A lot of my work involves repairs to lime plaster on walls and ceilings and examples are shown below. Lime plastering also lends itself well to repair/tuition - see the Doncaster case study below.
Due to a toilet cistern overflowing water came through the downstairs ceiling of this Victorian house in Matlock loosening the ceiling rose. The rose had been made in situ and was very heavy and was virtually hanging by the electric cable.
A frame was made to support the rose and then the frame was gently lifted using a car jack until the rose was in position and could be fixed to the joists.
Damaged laths were replaced and three coats of lime plaster was used in the repair area.
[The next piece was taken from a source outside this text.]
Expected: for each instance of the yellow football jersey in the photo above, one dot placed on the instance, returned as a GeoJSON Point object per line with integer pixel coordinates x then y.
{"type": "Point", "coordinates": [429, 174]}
When the wallpaper was stripped off the stairs and landings walls in this three-storey Victorian house in Derby the original lime plaster was revealed. It had been finished to look like stone and then lime washed. The finish was copied onto a new internal plasterboard wall.
This is a Victorian terraced house in Doncaster which retains much of the original lime plaster, much of which is on lath. On the staircases and landings there were patches of damaged plaster caused by either wear and tear, and/or failure of the underlying lath. The owners decided that they wanted a proper repair rather than using plasterboard and gypsum; the man of the house is very practical and wanted the repair work done as a tuition exercise so that he could do other lime plaster repairs in the house himself.
Here any damaged lath has been replaced and the first coat of plaster applied.
The lime plastering was done in the traditional three coats and would later be lime washed.
There was no original wall here so new sawn oak laths were fixed to the wooden frame and then plastered.